The pharmaceutical market in the region will grow from $4.9 billion in 2015 to $5.53 billion by 2020, at a compound annual growth rate (CAGR) of 2%, according to research and consulting firm GlobalData.
The medical devices market was estimated at $1.59 billion in 2015, and is expected to reach $2.05 billion by 2020, at a CAGR of 4.2%.
The company’s latest report, Country Focus: Healthcare, Regulatory and Reimbursement Landscape – Turkey, finds that the country’s pharmaceutical market has changed dramatically over the past decade owing to the Turkish government's Health Transformation Programme, introduced in 2003.
Owing to this progressive programme, pharmaceutical sales, as measured by volume, increased by 22.1% in the five years from 2009 to 2014.
This was supported by improved medical access and an increase in the number of multinational pharmaceutical companies in the Turkish pharmaceutical market.

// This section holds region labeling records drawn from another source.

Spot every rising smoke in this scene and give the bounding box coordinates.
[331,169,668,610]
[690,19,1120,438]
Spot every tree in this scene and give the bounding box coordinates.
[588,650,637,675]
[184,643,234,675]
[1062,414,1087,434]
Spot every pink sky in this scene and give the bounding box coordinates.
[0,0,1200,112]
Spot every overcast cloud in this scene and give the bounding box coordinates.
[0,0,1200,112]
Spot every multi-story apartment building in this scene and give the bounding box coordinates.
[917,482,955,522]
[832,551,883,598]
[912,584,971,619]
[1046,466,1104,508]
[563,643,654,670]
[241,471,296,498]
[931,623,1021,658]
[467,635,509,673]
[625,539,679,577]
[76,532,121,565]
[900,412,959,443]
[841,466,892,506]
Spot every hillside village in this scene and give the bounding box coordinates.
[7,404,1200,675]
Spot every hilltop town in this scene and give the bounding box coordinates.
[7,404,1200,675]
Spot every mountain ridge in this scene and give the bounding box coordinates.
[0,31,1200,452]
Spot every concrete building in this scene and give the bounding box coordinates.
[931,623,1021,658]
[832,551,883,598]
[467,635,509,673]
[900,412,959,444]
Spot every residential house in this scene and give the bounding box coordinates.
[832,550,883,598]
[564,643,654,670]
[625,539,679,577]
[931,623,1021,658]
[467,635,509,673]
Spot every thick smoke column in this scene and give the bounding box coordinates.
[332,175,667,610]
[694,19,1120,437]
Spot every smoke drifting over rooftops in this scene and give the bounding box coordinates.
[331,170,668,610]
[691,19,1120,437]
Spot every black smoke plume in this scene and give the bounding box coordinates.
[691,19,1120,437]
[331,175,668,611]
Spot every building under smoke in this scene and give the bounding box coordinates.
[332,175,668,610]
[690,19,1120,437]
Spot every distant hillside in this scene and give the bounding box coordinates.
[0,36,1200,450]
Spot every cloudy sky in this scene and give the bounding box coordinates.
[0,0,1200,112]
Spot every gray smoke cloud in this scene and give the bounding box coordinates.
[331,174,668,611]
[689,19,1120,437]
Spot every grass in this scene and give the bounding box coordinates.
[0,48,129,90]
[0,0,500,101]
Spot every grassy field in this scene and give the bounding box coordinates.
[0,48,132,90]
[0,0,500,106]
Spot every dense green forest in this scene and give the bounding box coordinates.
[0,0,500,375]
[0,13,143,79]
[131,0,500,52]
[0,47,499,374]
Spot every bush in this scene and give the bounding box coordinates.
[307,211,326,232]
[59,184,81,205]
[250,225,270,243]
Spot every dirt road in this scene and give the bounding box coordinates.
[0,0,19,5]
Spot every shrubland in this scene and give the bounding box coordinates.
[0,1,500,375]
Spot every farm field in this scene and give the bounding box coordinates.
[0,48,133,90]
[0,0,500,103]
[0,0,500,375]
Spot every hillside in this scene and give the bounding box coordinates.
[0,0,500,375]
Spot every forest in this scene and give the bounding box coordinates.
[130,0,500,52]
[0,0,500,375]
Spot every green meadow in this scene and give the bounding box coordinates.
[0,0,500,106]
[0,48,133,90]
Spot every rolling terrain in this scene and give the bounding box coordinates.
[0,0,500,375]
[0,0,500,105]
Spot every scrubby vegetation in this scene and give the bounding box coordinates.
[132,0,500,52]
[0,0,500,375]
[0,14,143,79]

Low government debt and sufficient reserves will present significant foreign investment opportunities
Turkish pharmaceuticals are now sold in 144 countries, including EU states, the Commonwealth of Independent States, North Africa, and the Middle East, the report says.
The reforms seen throughout Turkey’s pharmaceutical market mean that there are a number of opportunities open to drug manufacturers.
For example, branded drugs worth millions of dollars are expected to lose their patents in the next couple of years in certain big markets, presenting a significant opportunity in terms of exports and overseas partnerships for Turkish generic manufacturers.
Low government debt and sufficient reserves will also present significant foreign investment opportunities, as GDP per capita has more than tripled over the past decade.
Turkey's pharmaceutical exports have increased by 80% in five years, reaching $8.56 million in 2014.
High demand for US exports is also providing the country with a way to grow its pharmaceutical market.
In spite of clear opportunities associated with Turkey’s pharmaceutical space, there will still be significant barriers impeding growth over the forecast period, says GlobalData.
A lack of transparency in the regulatory environment could deter clinical investment in the industry, for example, and high private healthcare expenditure and low coverage of services continue to make the market difficult to navigate.